Goals Of Diabetes Treatment
- To keep the blood sugar as normal as possible without serious high or low blood sugars
- To prevent tissue damage caused by too much sugar in the blood stream
Normal ranges for blood sugar
People who don’t have diabetes or pre-diabetes keep their blood sugars between 60 – 100 mg/dl overnight and before meals, and less than 140 mg/dl after meals. Although the ultimate goal of diabetes management is to return the blood sugar to the natural or non-diabetic level, this may be difficult without excessive low blood sugars or hypoglycemia.
What are the blood sugar (glucose) targets for diabetes?

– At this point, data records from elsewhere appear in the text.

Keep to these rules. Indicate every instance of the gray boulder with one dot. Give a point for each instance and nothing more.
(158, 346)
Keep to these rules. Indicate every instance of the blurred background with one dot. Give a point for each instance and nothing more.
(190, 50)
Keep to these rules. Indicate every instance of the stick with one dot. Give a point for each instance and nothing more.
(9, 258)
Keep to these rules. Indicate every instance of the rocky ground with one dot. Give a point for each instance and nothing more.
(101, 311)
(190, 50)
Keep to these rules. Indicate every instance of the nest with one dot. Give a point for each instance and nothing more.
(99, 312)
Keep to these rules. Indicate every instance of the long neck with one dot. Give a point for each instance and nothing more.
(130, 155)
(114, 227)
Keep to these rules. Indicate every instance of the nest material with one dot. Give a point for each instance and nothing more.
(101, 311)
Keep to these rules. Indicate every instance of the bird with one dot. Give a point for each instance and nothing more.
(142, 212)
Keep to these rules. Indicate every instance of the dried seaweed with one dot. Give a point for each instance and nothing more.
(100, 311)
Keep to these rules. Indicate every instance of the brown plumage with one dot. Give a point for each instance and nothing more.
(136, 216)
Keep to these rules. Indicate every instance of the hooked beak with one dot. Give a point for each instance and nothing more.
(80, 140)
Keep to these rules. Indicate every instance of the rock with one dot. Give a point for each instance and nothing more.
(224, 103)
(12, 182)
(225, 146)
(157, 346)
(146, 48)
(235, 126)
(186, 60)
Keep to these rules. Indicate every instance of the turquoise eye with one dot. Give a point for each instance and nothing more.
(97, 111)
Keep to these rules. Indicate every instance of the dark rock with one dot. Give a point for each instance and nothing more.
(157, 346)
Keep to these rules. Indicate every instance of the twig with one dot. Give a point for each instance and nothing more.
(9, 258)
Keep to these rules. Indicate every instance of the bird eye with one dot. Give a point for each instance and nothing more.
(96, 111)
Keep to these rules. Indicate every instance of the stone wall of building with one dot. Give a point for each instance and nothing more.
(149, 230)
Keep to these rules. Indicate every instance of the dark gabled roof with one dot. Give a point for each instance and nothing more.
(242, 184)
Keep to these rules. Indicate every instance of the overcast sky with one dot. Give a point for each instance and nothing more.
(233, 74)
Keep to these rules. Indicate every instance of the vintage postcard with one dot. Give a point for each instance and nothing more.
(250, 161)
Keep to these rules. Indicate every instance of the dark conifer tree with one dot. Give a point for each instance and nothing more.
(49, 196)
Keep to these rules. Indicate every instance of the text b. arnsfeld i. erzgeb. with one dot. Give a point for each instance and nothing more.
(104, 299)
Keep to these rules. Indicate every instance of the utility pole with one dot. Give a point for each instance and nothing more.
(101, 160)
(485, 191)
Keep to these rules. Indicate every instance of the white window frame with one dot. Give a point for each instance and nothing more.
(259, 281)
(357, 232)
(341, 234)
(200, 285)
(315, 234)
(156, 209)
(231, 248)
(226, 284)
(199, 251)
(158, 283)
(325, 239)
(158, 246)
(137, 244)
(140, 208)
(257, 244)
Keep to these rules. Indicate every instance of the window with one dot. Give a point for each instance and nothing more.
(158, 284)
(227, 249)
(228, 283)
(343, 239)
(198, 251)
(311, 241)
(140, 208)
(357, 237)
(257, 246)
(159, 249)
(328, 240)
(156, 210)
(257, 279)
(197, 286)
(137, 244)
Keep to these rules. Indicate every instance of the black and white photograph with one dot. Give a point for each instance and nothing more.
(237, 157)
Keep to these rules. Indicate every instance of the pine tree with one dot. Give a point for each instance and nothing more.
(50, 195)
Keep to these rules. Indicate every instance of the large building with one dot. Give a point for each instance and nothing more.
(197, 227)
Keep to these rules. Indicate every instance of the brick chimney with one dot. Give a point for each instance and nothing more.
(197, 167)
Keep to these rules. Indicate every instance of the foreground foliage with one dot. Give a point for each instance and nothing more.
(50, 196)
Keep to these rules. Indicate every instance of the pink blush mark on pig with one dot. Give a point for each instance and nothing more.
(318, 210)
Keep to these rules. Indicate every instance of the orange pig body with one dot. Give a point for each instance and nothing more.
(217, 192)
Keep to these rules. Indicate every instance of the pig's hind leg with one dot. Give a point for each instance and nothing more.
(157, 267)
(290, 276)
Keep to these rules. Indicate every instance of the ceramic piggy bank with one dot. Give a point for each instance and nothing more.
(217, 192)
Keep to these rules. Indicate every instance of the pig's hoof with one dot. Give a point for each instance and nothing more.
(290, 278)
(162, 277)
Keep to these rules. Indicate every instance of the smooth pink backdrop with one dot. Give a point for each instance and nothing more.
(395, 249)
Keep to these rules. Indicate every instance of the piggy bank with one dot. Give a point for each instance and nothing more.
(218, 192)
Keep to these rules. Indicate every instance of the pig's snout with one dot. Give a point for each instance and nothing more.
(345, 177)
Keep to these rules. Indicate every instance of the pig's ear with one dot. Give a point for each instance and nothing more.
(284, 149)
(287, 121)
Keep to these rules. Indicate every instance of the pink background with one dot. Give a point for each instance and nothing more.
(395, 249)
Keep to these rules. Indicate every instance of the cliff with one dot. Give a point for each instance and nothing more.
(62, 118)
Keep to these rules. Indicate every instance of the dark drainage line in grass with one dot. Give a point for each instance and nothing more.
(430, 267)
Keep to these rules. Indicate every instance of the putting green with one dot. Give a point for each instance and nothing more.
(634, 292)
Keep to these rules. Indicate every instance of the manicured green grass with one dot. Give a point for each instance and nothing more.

The ADA recommendations are general guidelines and may be modified according to individual situations. Discuss with your medical provider what treatment goals are best for you. For example, if you are not taking any medications or your diabetes treatment doesn’t increase the risk of low blood sugars your provider may recommend that you keep your blood sugar in the normal range or closer to the normal range. Pregnant women or women thinking about getting pregnant also have lower blood glucose targets.
When you have diabetes and are treated with insulin replacement therapy or medications that increase insulin release from your pancreas, the insulin levels in your blood stream are imperfectly matched to how much insulin you actually need and there is always a risk of having too much insulin effect. Too much insulin effect can cause a low blood sugar or hypoglycemia. To minimize this risk, your provider may recommend that you target higher blood sugars such as a pre-meal blood sugar of 90-130 mg/dl and post meal blood sugar of less than 180 mg/dl.
American Diabetes Association Recommendations
|Before Meal Glucose Level||70-130 mg/dl|
|After Meal Glucose Level||< 180 mg/dl|
*Hemoglobin (A1c) is a measure of your average blood glucose control over the previous 3 months. Think of the A1c as a long-term blood glucose measure that changes very gradually.